A few weeks ago, at an airport in Europe, I saw Dan Brown's Da Vinci Code staring at me across the bookstore bins. I had seen it many times before and averted my gaze, but I was facing a long delay, and I suddenly thought: May as well get it over with.

Well, of course I knew it would be bad. I just didn't know that it would be that bad. Never mind for now the breathless and witless style, or the mashed-paper characters, or the lazy, puerile reliance on incredible coincidence to flog the lame plot along. What if it was all true? What if the Nazarene had had issue, in fleshly form, with an androgynous disciple? The Catholic Church would look foolish but, then, it already looks foolish enough on the basis of the official story. "Opus Dei," according to Brown, is a sinister cult organization. Excuse me, but I already knew this, so to speak, independently.

Over the past month, I have hardly been able to open my e-mail without a flood of similarly portentous tripe concerning the "Downing Street memo(s)." This time, it is not the interior of a Templar Church but the style of a clerk in the British Foreign Office that furnishes "the key to all mythologies." A former CIA hand named Ray McGovern has challenged me to debate about the "smoking gun" contained in the Downing Street palimpsests, and I have agreed, in principle. Other correspondents have helpfully added other "smoking guns" as e-mail attachments. A man named Morgan Reynolds, a former chief economist at the Bush Labor Department and now an instructor at Texas A&M, has proof that the World Trade Center was laid low by a "controlled demolition" and not by the hijacked planes. This is a refreshing change from the Gore Vidal view that the Bush administration knowingly grounded all military aircraft in order to give the al-Qaida teams a clear shot. But perhaps both those theories are congruent: One wouldn't want to exclude any options if one were a Republican seeking to incinerate the downtown business HQ of capitalist globalization.

I am not one of those who uses the term "conspiracy theory" as an automatic sneer of dismissal. Conspiracies do occur. I spent a lot of my life at one point trying to show that William Casey of the Reagan-era CIA had made a private deal with the Iranian hostage-takers in 1979, inducing them to keep their prisoners until the Carter administration had been defeated, and I still firmly believe that something of the sort (which eventually culminated in the Iran-Contra underworld) was at least attempted. So do many senior members of both parties in Washington, with whom I am still in touch.

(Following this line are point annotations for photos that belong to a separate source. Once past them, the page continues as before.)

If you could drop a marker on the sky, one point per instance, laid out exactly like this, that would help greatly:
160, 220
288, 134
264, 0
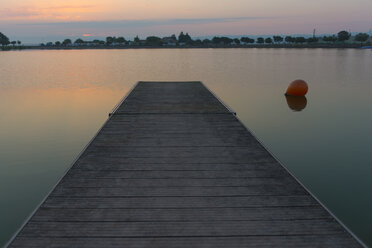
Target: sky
43, 20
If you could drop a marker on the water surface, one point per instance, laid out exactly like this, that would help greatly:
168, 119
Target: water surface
53, 102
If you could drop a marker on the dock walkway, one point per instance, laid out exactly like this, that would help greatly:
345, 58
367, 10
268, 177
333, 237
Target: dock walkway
173, 167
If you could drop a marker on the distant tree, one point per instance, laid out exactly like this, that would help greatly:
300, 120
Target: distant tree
184, 38
222, 40
67, 42
246, 40
343, 35
300, 39
361, 37
154, 41
278, 39
312, 40
236, 41
197, 42
206, 41
98, 42
260, 40
109, 40
331, 38
136, 40
79, 41
121, 40
4, 40
268, 40
290, 39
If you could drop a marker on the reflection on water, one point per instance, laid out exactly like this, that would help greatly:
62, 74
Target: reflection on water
296, 103
52, 103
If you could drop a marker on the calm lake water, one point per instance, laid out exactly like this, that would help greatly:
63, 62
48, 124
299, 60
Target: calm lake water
53, 102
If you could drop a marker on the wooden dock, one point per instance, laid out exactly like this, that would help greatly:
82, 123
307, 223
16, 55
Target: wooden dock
173, 167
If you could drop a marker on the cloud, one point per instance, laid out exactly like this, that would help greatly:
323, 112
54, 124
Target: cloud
146, 22
44, 13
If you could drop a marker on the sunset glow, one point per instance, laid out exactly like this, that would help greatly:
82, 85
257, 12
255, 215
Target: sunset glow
26, 18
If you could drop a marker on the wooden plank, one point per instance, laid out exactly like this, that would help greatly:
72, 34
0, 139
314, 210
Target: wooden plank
180, 215
179, 202
181, 229
173, 167
338, 240
176, 191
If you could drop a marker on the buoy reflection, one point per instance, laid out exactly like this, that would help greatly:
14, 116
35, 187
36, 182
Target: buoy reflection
296, 103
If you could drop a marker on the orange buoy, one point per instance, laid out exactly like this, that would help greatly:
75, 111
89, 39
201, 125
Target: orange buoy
297, 88
296, 103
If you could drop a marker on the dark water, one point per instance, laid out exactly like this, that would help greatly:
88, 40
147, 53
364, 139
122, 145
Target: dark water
53, 102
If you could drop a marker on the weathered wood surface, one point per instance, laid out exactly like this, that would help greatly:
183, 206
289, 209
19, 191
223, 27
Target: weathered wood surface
173, 167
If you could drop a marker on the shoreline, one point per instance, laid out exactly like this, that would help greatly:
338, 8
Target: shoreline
314, 46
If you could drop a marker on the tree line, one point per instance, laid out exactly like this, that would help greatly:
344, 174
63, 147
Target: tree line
185, 39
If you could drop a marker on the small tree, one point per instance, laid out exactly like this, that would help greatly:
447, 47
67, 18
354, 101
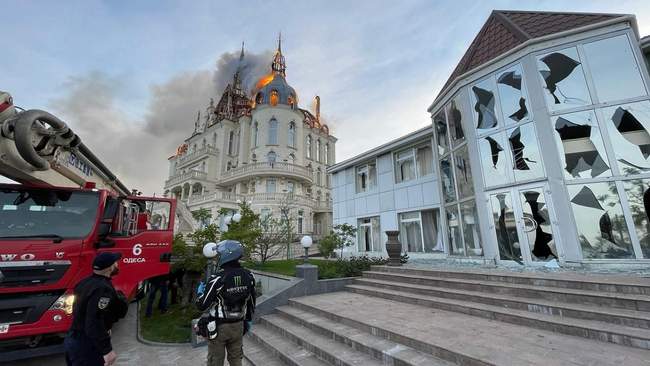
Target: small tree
345, 234
269, 243
247, 231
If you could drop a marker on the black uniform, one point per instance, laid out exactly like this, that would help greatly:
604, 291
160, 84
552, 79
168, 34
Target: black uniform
229, 296
97, 306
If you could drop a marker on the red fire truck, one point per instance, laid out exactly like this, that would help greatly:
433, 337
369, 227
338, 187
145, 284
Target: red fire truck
67, 208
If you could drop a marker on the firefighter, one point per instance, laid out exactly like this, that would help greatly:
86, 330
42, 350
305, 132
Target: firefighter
228, 297
97, 307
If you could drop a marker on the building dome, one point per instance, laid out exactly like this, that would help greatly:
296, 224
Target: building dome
273, 89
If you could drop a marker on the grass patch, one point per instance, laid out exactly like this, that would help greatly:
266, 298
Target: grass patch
172, 327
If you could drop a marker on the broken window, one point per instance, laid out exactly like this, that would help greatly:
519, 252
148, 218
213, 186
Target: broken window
563, 79
527, 160
614, 69
638, 197
453, 231
455, 119
505, 226
471, 231
602, 230
581, 145
493, 159
463, 173
628, 126
441, 133
447, 180
484, 100
512, 95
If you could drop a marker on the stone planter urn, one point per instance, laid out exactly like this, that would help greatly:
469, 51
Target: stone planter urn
394, 248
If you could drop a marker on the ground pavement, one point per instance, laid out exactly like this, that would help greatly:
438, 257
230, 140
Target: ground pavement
132, 352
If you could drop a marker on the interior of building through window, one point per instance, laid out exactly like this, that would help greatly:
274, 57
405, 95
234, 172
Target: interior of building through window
485, 116
581, 145
512, 97
602, 229
628, 127
564, 80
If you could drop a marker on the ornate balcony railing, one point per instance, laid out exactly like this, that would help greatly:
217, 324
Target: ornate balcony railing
187, 158
180, 178
256, 169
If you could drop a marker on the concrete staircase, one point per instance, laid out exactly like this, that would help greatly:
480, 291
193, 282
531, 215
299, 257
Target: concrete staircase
396, 316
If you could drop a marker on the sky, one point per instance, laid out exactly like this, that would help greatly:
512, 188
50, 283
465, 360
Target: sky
130, 76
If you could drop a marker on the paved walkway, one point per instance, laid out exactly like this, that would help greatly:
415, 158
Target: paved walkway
132, 352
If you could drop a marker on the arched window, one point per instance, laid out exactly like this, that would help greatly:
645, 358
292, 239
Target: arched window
292, 135
308, 147
231, 143
327, 153
271, 157
275, 97
318, 151
273, 132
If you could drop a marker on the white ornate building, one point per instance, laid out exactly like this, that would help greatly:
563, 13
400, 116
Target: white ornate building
263, 149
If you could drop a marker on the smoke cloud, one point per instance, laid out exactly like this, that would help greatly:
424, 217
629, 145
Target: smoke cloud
137, 150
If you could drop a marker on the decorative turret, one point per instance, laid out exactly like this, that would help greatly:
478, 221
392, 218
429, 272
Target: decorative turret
278, 65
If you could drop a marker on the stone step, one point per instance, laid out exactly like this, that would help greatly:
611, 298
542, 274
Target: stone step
325, 348
463, 339
257, 355
623, 301
384, 351
630, 318
284, 350
591, 282
596, 330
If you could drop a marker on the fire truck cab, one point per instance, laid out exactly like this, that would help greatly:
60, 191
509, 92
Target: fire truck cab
68, 208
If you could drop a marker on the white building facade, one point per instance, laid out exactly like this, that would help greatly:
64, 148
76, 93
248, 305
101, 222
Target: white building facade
261, 149
542, 145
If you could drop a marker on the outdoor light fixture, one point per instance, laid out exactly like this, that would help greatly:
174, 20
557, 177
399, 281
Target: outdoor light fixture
306, 242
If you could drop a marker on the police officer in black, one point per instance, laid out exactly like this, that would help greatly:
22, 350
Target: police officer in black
97, 306
228, 298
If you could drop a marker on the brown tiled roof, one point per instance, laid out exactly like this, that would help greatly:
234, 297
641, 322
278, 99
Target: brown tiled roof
505, 30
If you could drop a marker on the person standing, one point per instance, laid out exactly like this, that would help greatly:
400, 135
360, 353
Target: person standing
97, 307
229, 299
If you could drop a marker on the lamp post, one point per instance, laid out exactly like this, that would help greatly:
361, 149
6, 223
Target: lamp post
306, 242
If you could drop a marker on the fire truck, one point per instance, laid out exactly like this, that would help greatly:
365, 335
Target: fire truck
67, 207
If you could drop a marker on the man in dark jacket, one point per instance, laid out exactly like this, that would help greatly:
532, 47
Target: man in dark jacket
96, 308
229, 300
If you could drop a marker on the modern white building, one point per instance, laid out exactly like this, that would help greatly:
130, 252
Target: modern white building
258, 147
392, 187
542, 147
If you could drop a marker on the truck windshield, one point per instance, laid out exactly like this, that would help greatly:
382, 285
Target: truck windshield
46, 213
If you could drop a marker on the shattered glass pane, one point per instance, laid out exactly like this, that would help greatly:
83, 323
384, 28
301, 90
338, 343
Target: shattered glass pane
441, 133
602, 230
628, 127
538, 225
527, 160
512, 95
463, 173
563, 79
447, 180
614, 69
638, 196
505, 226
455, 119
493, 159
581, 145
471, 230
453, 231
483, 102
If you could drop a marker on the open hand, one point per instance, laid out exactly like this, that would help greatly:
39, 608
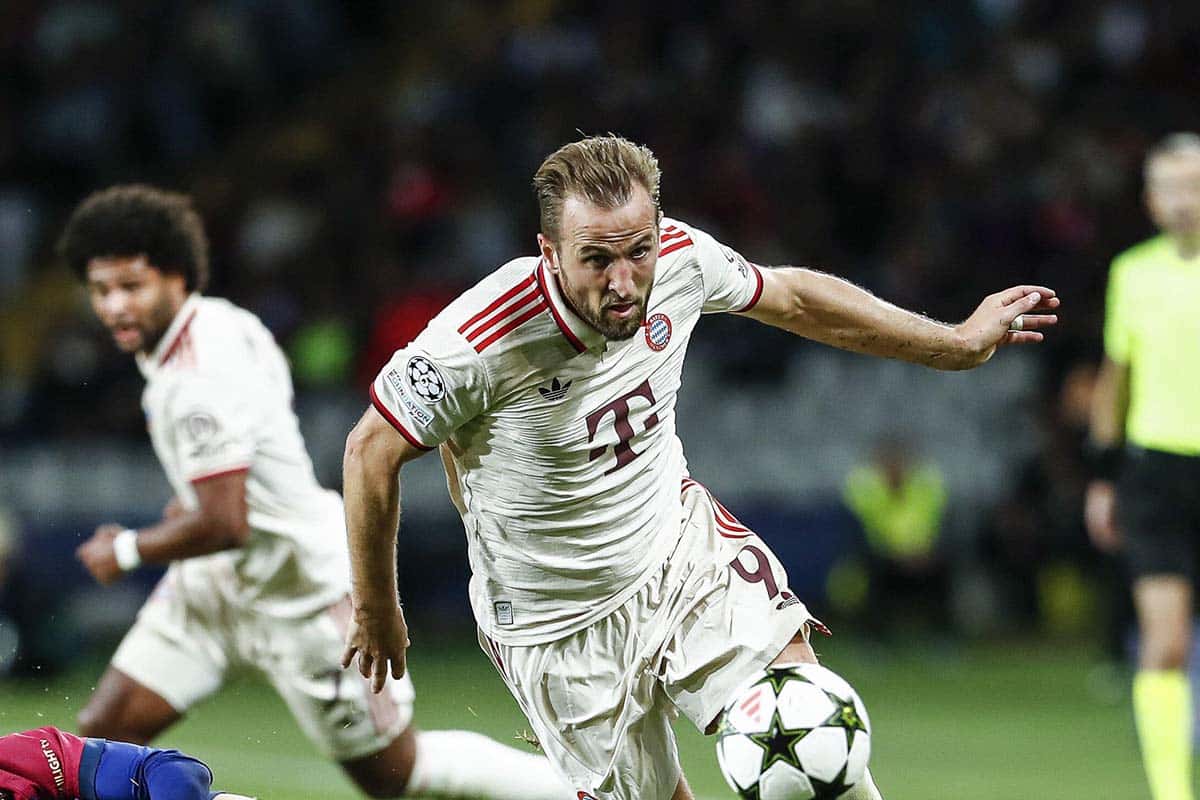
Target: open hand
99, 557
379, 639
993, 325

But the main Downing Street document does not introduce us to any hidden or arcane or occult knowledge. As Fred Kaplan wrote in Slate last week, it explains no mystery. As protagonist Jim Dixon observes in another context in Lucky Jim, it is remarkable for "its niggling mindlessness, its funereal parade of yawn-enforcing facts, the pseudo-light it threw upon non-problems." On a visit to Washington in the prelude to the Iraq war, some senior British officials formed the strong and correct impression that the Bush administration was bent upon an intervention. Their junior note-taker committed the literary and political solecism of saying that intelligence findings and "facts" were being "fixed" around this policy.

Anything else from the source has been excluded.